A universal, cross-platform MCP server that gives any MCP client — Claude Desktop, the claude.ai web app (Connectors), Cursor, Cline / Continue in VS Code, or your own application — native access to the full Replicate catalog: image generation, video, music, speech, upscaling, segmentation, LLMs, voice cloning, 3D, lipsync — anything Replicate hosts.
It speaks both transports: stdio (the standard for local desktop/editor integrations) and HTTP/SSE (for remote/web clients and your own services).
Once connected to your MCP client, you can simply ask:
"Generate a cinematic shot of a lighthouse in a storm, 21:9" "Write a 30-second synthwave track" "Make a 5-second video of a paper airplane flying through a city" "Read this paragraph in a British male voice" "Upscale this image 4x"

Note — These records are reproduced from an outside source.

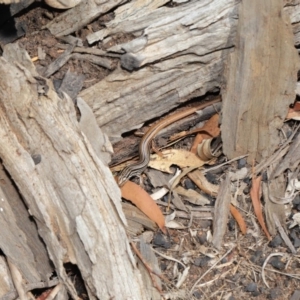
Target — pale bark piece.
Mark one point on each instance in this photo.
(70, 193)
(133, 12)
(192, 196)
(151, 259)
(221, 212)
(97, 138)
(6, 284)
(291, 160)
(189, 41)
(257, 100)
(19, 237)
(79, 16)
(274, 189)
(129, 99)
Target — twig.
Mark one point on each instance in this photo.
(205, 273)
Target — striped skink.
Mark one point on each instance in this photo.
(138, 167)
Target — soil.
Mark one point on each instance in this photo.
(239, 274)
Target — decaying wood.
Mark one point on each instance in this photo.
(81, 15)
(221, 212)
(128, 146)
(19, 239)
(69, 192)
(257, 100)
(192, 55)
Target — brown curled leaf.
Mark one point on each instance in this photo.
(138, 196)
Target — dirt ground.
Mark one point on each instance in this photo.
(238, 275)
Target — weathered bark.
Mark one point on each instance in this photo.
(257, 100)
(70, 193)
(189, 41)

…and the assistant calls the right Replicate model, waits for the result, and (on local/stdio setups) downloads the output to your machine.
Fastest — one-click via Smithery (): open the server page and copy the Install snippet for your client (Claude, Cursor, VS Code, Cline, Windsurf, …). It wires the server in and prompts for your Replicate token. (Routes through Smithery's hosted gateway — easiest, zero local setup.)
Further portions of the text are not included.